The growing number of immigrant patients as a result of wars, natural disasters and hunger in many parts of the world poses a challenge to healthcare staff. Since mutual understanding is a prerequisite to an adequate health outcome, in communication with patients with a different language and cultural background satisfactory interpretation is crucial. In order to minimize the risk of misunderstandings in communication during clinical encounters, interpreters should be employed according to the patients’ needs. Assigning appropriate interpreters according to patients’ mother tongue, even, if possible, when it is a dialect, is essential for good communication and patient safety [14,13]. The importance of professional and competent interpreters in clinical consultations in cases when the patient and healthcare provider do not share the same language, has been highlighted by previous studies [15,16,12]. Although in cross-cultural encounters, the interpreters’ competence may be considered to be the main factor that influences the outcome of that communication, there are many other factors that affect clinical encounters, such as: the interpreter’s neutrality, and their ability to maintain the balance between the healthcare professional and the patient during the consultation. Neutrality refers to neutrality in terms of gender, in interpreting and in the relationship (triangle neutrality). Sometimes it is impossible to provide an interpreter of the same gender as the patient, but the question of gender neutrality in clinical consultations through an interpreter should be in the focus of attention, since in some cultures social contact with other genders beyond close relatives is not allowed.

‘‘A female patient once presented with unclear symptoms. Two weeks later, she came back with a female interpreter and hemorrhoids were diagnosed.’’[17].

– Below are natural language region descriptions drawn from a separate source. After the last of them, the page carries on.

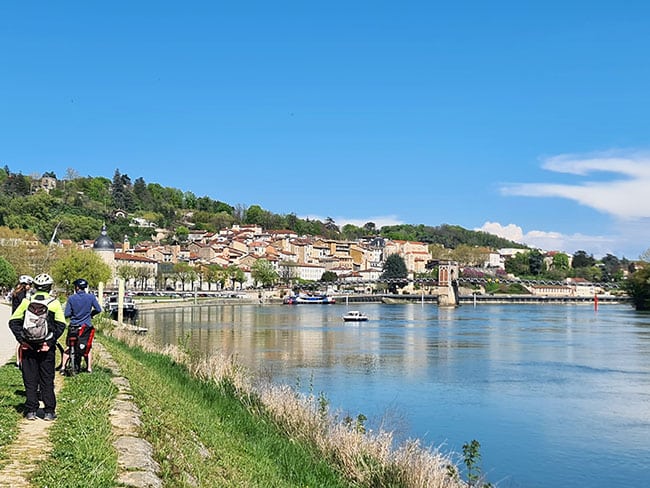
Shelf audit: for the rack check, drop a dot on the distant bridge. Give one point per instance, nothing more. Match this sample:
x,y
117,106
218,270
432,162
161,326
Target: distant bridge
x,y
469,281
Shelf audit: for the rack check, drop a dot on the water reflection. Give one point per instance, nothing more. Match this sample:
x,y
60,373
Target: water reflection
x,y
557,395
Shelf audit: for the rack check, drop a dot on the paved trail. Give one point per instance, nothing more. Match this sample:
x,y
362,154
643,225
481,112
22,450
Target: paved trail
x,y
7,340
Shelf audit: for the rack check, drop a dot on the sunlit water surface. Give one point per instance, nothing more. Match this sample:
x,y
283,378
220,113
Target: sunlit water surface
x,y
557,395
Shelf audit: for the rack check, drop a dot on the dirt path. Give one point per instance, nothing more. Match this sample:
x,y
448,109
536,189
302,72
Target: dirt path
x,y
31,446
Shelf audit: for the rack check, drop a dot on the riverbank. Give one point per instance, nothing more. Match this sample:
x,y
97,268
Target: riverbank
x,y
208,423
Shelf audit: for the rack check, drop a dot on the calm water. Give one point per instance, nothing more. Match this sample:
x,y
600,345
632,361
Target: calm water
x,y
557,395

Neutrality in interpreting means the interpreter does not reduce or add to the original message. Furthermore, cultural related expressions should be interpreted and not simply translated. For instance, the following interaction in a consultation the message, which is culturally related, has been translated instead of interpreted. A client in the social department wanted to say that he had been there a long time but no one had paid attention to him. The expression is culture related and it must interpreted, but because of differences in the mother tongues between the client and the interpreter, the expression was translated, but not interpreted correctly. The message was first translated from Kurdish to Arabic and then from Arabic to Swedish. Finally the message reached the social assistant as, ‘‘I have been sitting in the waiting room for a long time, but no one has asked me how much your donkey costs”. The social assistant asked him in surprise, “Are you selling a donkey here?” [18].

4. Conclusion

Misunderstandings in clinical communication due to linguistic and cultural boundaries, could originate from the interpreter’s insufficient language competence, mother tongue differences in between the patient and the interpreter. The interpreter’s competence and neutrality increase the patient’s confidence, and the interpreter acts as a Language Bridge. Using a professional interpreter, and assigning interpreters according to the patient’s mother tongue rather than the patient’s nationality have a significant impact on the outcome of communication and patient safety.

Competing Interests

The authors declare that they have no competing interests.